Considering the diversity of social programs that exist within the EU member states, the task of merging them into one coherent policy will be a daunting undertaking. Some analysts have expressed the expectation that new social policies on the supranational level will come in the form of benefits set at or near those of the least generous members of the Union, which is often called the lowest common denominator (LCD) approach. Other analysts argue that reform of European social policies -- and few deny it is needed in most nations -- will by necessity occur during long periods of incremental changes that are marked by brief explosions of major policy innovation, much like the evolution of the EU itself. Regardless, the sheer size of the combined fifteen member nations ensures that they will continue to retain an influential voice in whatever kind of European welfare state emerges.

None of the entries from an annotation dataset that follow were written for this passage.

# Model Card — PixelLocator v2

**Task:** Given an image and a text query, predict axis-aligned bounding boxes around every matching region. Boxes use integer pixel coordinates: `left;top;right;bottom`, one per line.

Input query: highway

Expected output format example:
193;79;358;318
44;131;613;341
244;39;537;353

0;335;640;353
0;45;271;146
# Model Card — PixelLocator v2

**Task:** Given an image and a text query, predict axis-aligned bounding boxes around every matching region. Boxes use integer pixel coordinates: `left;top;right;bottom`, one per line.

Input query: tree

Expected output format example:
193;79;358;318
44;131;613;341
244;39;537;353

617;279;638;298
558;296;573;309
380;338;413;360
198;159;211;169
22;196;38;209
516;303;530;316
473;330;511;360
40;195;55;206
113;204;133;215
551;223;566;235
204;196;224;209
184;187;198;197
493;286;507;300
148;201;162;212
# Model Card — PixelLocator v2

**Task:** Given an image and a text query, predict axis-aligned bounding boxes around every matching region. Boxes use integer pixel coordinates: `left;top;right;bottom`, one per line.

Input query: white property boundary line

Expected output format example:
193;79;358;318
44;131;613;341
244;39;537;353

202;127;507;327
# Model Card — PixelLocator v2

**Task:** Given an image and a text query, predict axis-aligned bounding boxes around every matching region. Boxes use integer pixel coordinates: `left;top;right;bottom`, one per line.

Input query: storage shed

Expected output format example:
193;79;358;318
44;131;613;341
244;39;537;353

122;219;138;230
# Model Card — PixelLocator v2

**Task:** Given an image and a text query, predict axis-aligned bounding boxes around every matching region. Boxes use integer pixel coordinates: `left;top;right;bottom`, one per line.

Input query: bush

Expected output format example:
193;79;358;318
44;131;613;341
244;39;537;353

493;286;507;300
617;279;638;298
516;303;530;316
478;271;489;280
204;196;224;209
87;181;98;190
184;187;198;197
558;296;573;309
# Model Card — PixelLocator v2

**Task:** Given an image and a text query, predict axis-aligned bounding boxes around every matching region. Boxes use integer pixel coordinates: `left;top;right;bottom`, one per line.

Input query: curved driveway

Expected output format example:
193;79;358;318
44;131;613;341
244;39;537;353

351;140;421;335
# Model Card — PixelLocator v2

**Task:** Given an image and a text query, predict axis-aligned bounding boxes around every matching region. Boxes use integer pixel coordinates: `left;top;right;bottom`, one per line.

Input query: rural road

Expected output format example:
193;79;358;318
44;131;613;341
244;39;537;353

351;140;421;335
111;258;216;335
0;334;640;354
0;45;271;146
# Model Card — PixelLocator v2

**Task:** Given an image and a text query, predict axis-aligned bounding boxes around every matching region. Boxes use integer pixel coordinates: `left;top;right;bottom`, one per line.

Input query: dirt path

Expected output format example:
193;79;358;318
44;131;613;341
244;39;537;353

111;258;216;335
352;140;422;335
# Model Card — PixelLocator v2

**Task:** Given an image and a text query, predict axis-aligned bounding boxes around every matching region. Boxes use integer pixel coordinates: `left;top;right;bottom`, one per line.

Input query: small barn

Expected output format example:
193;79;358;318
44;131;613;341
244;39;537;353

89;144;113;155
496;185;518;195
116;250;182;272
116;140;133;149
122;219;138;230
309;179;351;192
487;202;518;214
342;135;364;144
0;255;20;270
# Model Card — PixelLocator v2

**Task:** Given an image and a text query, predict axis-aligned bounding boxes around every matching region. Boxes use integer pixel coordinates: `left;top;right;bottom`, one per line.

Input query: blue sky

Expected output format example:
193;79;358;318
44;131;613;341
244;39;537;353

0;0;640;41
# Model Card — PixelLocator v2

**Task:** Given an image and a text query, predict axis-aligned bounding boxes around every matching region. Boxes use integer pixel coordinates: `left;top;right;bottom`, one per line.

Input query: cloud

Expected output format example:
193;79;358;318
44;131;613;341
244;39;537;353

In summary, although sovereignty in the arena of social welfare is gradually eroding, it remains one of the few key policy realms where national governments still hold more authority than EU-level institutions. Multi-tiered systems of governance, like the EU, often encourage the fragmentation of policy control that creates an atmosphere conducive to competitive deregulation that inhibits the development of new policies on a national level. However, while this fragmentation of policy carries negative connotations, it also serves to open up new avenues for innovation and emulation. With many national governments experiencing serious budgetary pressures on social programs -- many of which are rooted in both social and financial dilemmas -- the EU may, in the end, prove to be the level at which brainstorming can occur that will rejuvenate "Social Europe" and bring it into the 21st century.